森長可は、一部隊を率いる武将という立場になっても戦場の最前線に立つ勇猛さ、勝利のためなら手段を選ばない苛烈さ、ほかにも非常に怒りっぽい乱暴者であったことから「鬼武蔵」と称され、敵味方問わず非常に恐れられていました。
主君の織田信長にも引けを取らない、森長可の壮絶な逸話はいくつもあります。ただし大河ドラマなど数々の歴史モノ作品に、森長可といういち武将として登場しているにもかかわらず、そのほとんどを映像化できない、という点から、色々と察せられるものがあるかと思います。

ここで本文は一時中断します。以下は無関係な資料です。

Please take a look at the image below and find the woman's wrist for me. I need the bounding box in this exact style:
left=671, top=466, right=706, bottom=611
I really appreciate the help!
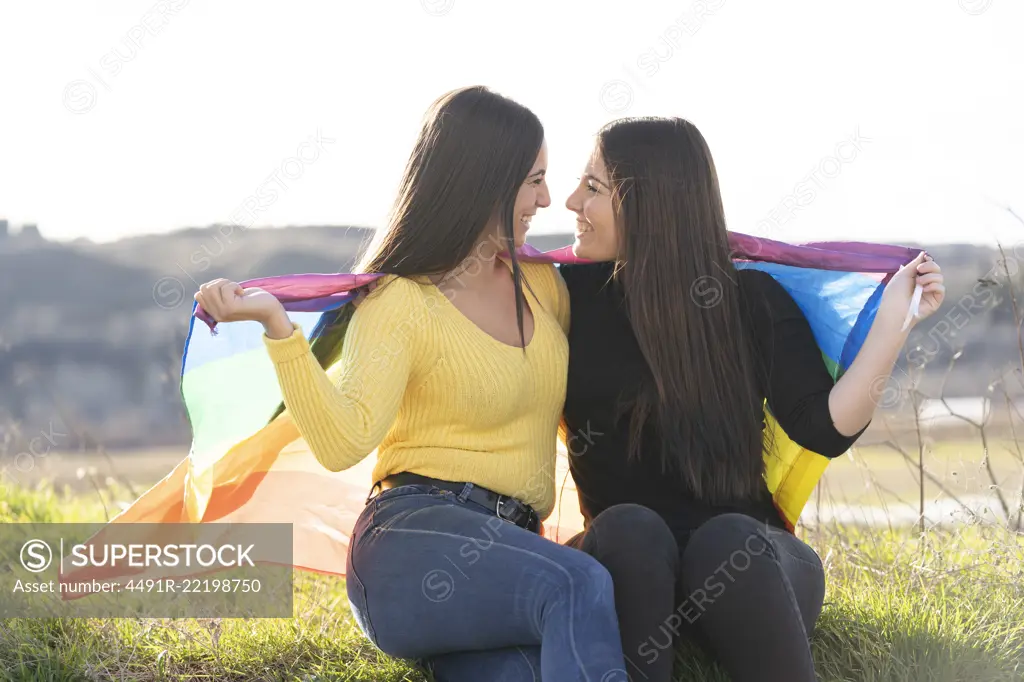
left=263, top=308, right=295, bottom=340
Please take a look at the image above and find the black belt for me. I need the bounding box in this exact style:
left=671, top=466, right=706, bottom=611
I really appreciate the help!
left=368, top=471, right=541, bottom=532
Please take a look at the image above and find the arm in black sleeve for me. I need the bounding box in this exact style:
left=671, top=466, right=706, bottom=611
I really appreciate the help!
left=740, top=270, right=867, bottom=458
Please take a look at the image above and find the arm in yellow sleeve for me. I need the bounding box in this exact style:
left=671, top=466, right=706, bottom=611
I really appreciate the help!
left=263, top=278, right=427, bottom=471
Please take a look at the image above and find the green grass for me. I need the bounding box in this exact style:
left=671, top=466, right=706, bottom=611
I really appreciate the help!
left=0, top=485, right=1024, bottom=682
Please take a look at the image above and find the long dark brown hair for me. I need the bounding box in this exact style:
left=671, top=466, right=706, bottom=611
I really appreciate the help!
left=598, top=118, right=770, bottom=503
left=274, top=86, right=544, bottom=417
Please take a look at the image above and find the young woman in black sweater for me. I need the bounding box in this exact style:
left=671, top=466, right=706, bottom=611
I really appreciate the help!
left=561, top=119, right=944, bottom=682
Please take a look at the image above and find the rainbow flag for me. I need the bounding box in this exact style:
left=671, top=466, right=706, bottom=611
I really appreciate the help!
left=68, top=232, right=919, bottom=574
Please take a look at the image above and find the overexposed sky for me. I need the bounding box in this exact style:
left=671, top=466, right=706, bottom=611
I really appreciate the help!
left=0, top=0, right=1024, bottom=244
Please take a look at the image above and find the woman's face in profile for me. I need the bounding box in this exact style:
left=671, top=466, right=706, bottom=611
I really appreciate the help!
left=565, top=150, right=620, bottom=261
left=512, top=142, right=551, bottom=249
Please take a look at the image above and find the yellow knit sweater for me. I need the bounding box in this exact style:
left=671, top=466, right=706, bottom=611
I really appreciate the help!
left=263, top=263, right=569, bottom=518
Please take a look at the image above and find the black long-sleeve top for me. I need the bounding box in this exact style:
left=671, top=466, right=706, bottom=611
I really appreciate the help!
left=560, top=263, right=866, bottom=541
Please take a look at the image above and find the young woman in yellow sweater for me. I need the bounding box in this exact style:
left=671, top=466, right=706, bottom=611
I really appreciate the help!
left=189, top=87, right=627, bottom=682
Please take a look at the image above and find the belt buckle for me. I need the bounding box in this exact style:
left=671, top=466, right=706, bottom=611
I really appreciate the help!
left=495, top=495, right=519, bottom=525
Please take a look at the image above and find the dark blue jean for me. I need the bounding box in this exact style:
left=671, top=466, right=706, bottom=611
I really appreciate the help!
left=346, top=485, right=627, bottom=682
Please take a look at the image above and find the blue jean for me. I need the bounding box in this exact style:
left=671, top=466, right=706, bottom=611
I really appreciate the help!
left=346, top=484, right=627, bottom=682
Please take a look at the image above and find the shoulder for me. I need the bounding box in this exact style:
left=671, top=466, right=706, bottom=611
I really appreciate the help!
left=519, top=262, right=568, bottom=312
left=737, top=267, right=804, bottom=324
left=358, top=274, right=436, bottom=314
left=558, top=262, right=615, bottom=293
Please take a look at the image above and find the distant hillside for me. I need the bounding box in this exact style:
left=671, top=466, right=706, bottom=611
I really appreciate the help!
left=0, top=225, right=1024, bottom=456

人間無骨の逸話もまた、映像化は非常に難しいと思われるものです。(おそらく森長可が)人間無骨の穂先に敵将の首を刺して掲げた後、槍の石突(いしづき。穂先の反対側、柄の根元部分)を地面に突き立てたところ、その衝撃によって首が十文字の穂先を貫通し、石突の部分までスルリと落ちたといいます。これが事実だとすれば、頑丈な頭蓋骨さえたやすく切り裂くという、恐るべき鋭さの証左といえるでしょう。
森長可の死後、人間無骨は森家に代々伝えられ、現在では旧三日月藩主森家の個人蔵になっているとも、行方知れずであるともいわれています。
ただし、戦国時代前後には大切なものを同時に2個作り、それぞれ「正」「副」と称する習慣がありました。このことから人間無骨は古くから写しが作られており、「副」の人間無骨は、かつて森家が統治していた兵庫県の「赤穂大石神社」に収蔵されています。